Well thank you everybody for joining our session today, Understanding the Impact of Work Stoppage and Headcount Reduction on Your Portfolio.  I am Greg Bailey, this is me here, and we also have Sean Palas who is going to be doing the main part of the presentation today.  Thank you again for attending the session today and thank you very much, Sean, for being here.  As we get kicked off, just to let you know we are Tempus Resource by Prosymmetry.  We have quite a few clients around the world.  I know even in this session we’ve got a number of clients that are in Europe and Asia and obviously a lot of people in North America.  We hope everybody’s doing well.  Obviously everybody’s hunkered down and we’re excited that you’re on this session today.  Again, lots of clients all over the world and with that I’m going to turn it over to Sean and let Sean go through our session today on the presentation.  Sean, I’ll turn it over to you.

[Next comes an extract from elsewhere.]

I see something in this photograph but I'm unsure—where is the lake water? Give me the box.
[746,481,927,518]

Hello everybody.  This is Sean Palas from ProSymmetry as Greg mentioned.  I’ll be walking you through today’s presentation on understanding the impact of work stoppages and headcount reduction on your portfolio and really targeting specific things like your resource portfolio.  So let’s get started.  I’ve just got a few slides and then I’ll jump into the live product demonstration.

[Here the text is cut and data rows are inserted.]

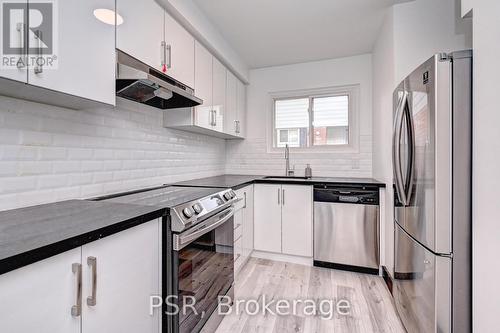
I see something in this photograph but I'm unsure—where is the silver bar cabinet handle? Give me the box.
[34,30,43,74]
[167,44,172,69]
[160,41,167,71]
[87,257,97,306]
[71,263,82,317]
[16,22,27,69]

So just a quick overview for those of you that don’t know, Tempus Resource is our product.  It is the premier purpose-built resource forecasting capacity planning solution on the market.  You can read more about us from Gartner peer reviews and plenty of other research that’s out there.  I’ve got a few other metrics to share on the right-hand side of the screen:  50 percent faster response to project requests, 30 percent reduction in resource over-allocation, 25 percent increase in the number of projects completed and these are just a handful of metrics that we’ve captured from our clients.  Our clients are primarily in the enterprise space whether it’s IT, IT governance product development, R&D.  We also have plenty of customers in the audit space as well, but they all see pretty significant benefits focusing on their resource portfolio using our product.  We also just completed, interestingly enough, a study with our clients trying to identify the actual cost savings and what we found we’re actually going to publish this and make it available to the broader community, but on average across our enterprise clients about a $12 million ROI year one is what we identified.  This came from a handful of very detail oriented clients and if you were to spread that out across our broader portfolio of clients, that would equate to something close to half a billion-dollar savings for our clients globally.  So pretty fantastic stuff focusing again on this resource portfolio management challenge.  The product is a standalone, it’s a broad spectrum product so it’s not just analytics and what-if analysis like we’ll focus on today, but a broad range of tools for moving off of things like Excel and other distributed tools with planning grids, bulk planning interfaces, time sheeting and all the features needed to implement comprehensive resource portfolio management.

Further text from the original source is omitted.